What is most interesting about this is that while it is still considered perfectly acceptable for a baby girl to wear blue, it is less acceptable for a baby boy to wear pink. This de-feminization of boys clothing, and the masculinization of girls’ clothing, means that overall children’s clothing is much simpler than in. Years past and has lost many of the more ‘feminine’ features – ruffles, trims, bows – that characterized it just a couple of hundred years ago.
Baby Clothes Today
Now, the previously unthinkable idea that girls can wear trousers is widespread in society for girls of every age and stage of life. This began in the 1920s when as pants for adult women became increasingly popular, the first toddler play clothes featuring pants for girls were developed. These first garments did also include a skirt element – they were bloomers under shorter dresses – but they were, definitely, trousers. By the time the Second World War rolled around, girls of all ages were wearing pants for casual occasions but still expected to wear pants for more formal occasions.
Today, boys’ and girls’ clothes are increasingly interchangeable, especially for young children, though dresses and gowns are rarely seen on baby boys.
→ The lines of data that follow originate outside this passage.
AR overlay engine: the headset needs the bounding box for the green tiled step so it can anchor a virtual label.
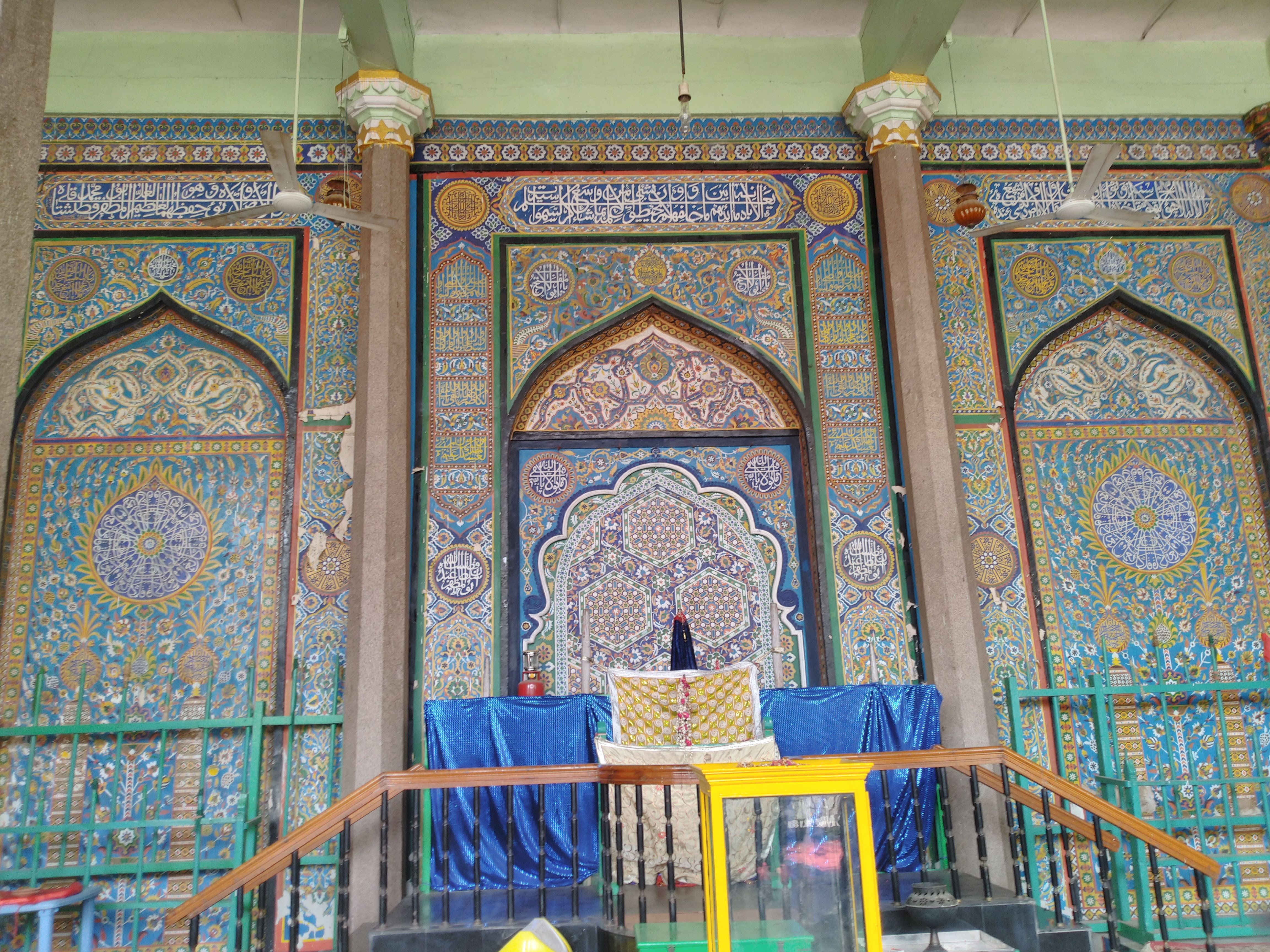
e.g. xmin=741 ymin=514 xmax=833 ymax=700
xmin=635 ymin=919 xmax=812 ymax=952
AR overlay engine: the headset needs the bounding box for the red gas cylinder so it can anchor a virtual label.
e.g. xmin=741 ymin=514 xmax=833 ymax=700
xmin=516 ymin=651 xmax=547 ymax=697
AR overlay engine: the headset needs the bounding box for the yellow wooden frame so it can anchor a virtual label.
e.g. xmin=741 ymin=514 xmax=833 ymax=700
xmin=693 ymin=760 xmax=881 ymax=952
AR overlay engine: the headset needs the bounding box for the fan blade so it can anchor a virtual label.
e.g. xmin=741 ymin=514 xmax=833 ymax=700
xmin=309 ymin=202 xmax=400 ymax=231
xmin=260 ymin=129 xmax=303 ymax=192
xmin=1086 ymin=205 xmax=1156 ymax=225
xmin=198 ymin=204 xmax=282 ymax=228
xmin=1069 ymin=142 xmax=1120 ymax=199
xmin=970 ymin=215 xmax=1054 ymax=237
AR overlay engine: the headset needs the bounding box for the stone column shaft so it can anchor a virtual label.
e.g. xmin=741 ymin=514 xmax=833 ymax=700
xmin=844 ymin=74 xmax=1011 ymax=885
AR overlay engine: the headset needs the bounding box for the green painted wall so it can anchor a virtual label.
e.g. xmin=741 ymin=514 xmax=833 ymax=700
xmin=47 ymin=33 xmax=1270 ymax=115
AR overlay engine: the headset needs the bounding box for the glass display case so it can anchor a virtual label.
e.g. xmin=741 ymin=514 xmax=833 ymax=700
xmin=696 ymin=760 xmax=881 ymax=952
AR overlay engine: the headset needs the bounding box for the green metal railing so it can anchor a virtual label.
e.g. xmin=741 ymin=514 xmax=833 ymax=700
xmin=1005 ymin=677 xmax=1270 ymax=942
xmin=0 ymin=665 xmax=343 ymax=952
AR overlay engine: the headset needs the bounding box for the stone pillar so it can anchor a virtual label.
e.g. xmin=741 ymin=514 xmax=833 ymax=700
xmin=842 ymin=72 xmax=1011 ymax=885
xmin=335 ymin=71 xmax=432 ymax=950
xmin=0 ymin=0 xmax=53 ymax=501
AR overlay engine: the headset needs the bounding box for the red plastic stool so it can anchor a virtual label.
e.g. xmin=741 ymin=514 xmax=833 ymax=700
xmin=0 ymin=882 xmax=102 ymax=952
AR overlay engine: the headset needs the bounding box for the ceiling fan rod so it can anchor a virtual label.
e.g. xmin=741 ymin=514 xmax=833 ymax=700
xmin=1041 ymin=0 xmax=1076 ymax=188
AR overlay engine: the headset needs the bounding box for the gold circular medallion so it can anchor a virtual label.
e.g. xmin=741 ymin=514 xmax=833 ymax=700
xmin=436 ymin=182 xmax=489 ymax=231
xmin=44 ymin=255 xmax=102 ymax=305
xmin=926 ymin=179 xmax=957 ymax=228
xmin=970 ymin=532 xmax=1019 ymax=589
xmin=1231 ymin=173 xmax=1270 ymax=225
xmin=803 ymin=175 xmax=860 ymax=225
xmin=631 ymin=250 xmax=667 ymax=288
xmin=1010 ymin=251 xmax=1058 ymax=301
xmin=316 ymin=178 xmax=362 ymax=208
xmin=1168 ymin=251 xmax=1217 ymax=297
xmin=225 ymin=251 xmax=278 ymax=305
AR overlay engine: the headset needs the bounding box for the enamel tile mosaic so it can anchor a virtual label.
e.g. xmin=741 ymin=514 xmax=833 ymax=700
xmin=517 ymin=444 xmax=808 ymax=694
xmin=21 ymin=237 xmax=296 ymax=381
xmin=507 ymin=240 xmax=803 ymax=396
xmin=432 ymin=171 xmax=912 ymax=697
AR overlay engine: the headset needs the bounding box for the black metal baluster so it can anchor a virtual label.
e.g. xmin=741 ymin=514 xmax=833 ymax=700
xmin=1040 ymin=787 xmax=1063 ymax=925
xmin=1001 ymin=764 xmax=1031 ymax=896
xmin=1093 ymin=814 xmax=1120 ymax=952
xmin=539 ymin=783 xmax=547 ymax=916
xmin=410 ymin=789 xmax=423 ymax=925
xmin=1147 ymin=844 xmax=1170 ymax=952
xmin=1191 ymin=867 xmax=1217 ymax=952
xmin=614 ymin=783 xmax=626 ymax=929
xmin=503 ymin=787 xmax=516 ymax=921
xmin=662 ymin=783 xmax=679 ymax=923
xmin=287 ymin=853 xmax=301 ymax=952
xmin=878 ymin=770 xmax=903 ymax=906
xmin=472 ymin=787 xmax=481 ymax=925
xmin=754 ymin=797 xmax=767 ymax=923
xmin=599 ymin=783 xmax=614 ymax=923
xmin=635 ymin=783 xmax=648 ymax=923
xmin=441 ymin=787 xmax=450 ymax=925
xmin=335 ymin=820 xmax=353 ymax=952
xmin=908 ymin=770 xmax=928 ymax=882
xmin=935 ymin=767 xmax=961 ymax=899
xmin=569 ymin=783 xmax=579 ymax=919
xmin=1062 ymin=826 xmax=1085 ymax=925
xmin=970 ymin=764 xmax=992 ymax=902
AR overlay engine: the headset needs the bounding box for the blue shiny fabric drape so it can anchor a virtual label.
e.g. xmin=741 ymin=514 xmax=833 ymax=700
xmin=424 ymin=684 xmax=941 ymax=890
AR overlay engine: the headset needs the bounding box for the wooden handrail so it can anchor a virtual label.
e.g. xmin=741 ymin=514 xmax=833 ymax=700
xmin=169 ymin=747 xmax=1222 ymax=921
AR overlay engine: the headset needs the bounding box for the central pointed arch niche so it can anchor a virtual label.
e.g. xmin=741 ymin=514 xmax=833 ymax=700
xmin=507 ymin=305 xmax=819 ymax=694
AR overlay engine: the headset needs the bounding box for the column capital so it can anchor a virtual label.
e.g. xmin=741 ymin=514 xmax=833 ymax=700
xmin=335 ymin=70 xmax=432 ymax=157
xmin=842 ymin=72 xmax=940 ymax=155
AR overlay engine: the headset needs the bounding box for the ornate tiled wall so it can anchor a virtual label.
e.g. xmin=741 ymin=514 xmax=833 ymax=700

The apparent shift towards practicality over decorative elements looks to be firmly entrenched – rompers are going nowhere!
Gifting Baby Clothes
If you are buying baby clothes for a loved one, or loved ones, who are expecting, baby clothes are a fantastic practical gift. However, you may not want to buy clothing in newborn sizes as babies grow out of these first clothes extremely fast. For this reason, many new parents choose to keep things extremely simple. At the same time, their baby is tiny and launder a few baby grows regularly rather than have to get rid of a considerable amount of baby clothes because their child has outgrown them before they’ve even been worn.
You can, if you’d prefer, gift second-hand baby clothes; many people do these days as it’s more environmentally friendly and encourages recycling. While many baby items can’t and shouldn’t be recycled, such as mattresses and car seats, clothes are perfectly fine. Just make sure everything is clean and made of an appropriate material – scratchy fabrics and zips can irritate incredibly soft skin.
You should also make sure that you’re buying clothes that work for the parents’ taste; not everyone wants their child to wear ‘cute’ clothes, and many parents now prefer duller colors and shapes rather than patterns of ducks or trucks. You don’t want to buy clothes that aren’t worn because the parents don’t like them!
As a general rule, it’s a good idea to buy baby clothes for when the child reaches about six months old. The parents will have primarily run out of gifted clothes by then and will be very grateful. Just remember that if the baby is born in summer and you’re buying clothes to be worn six months later, they need to be season-appropriate.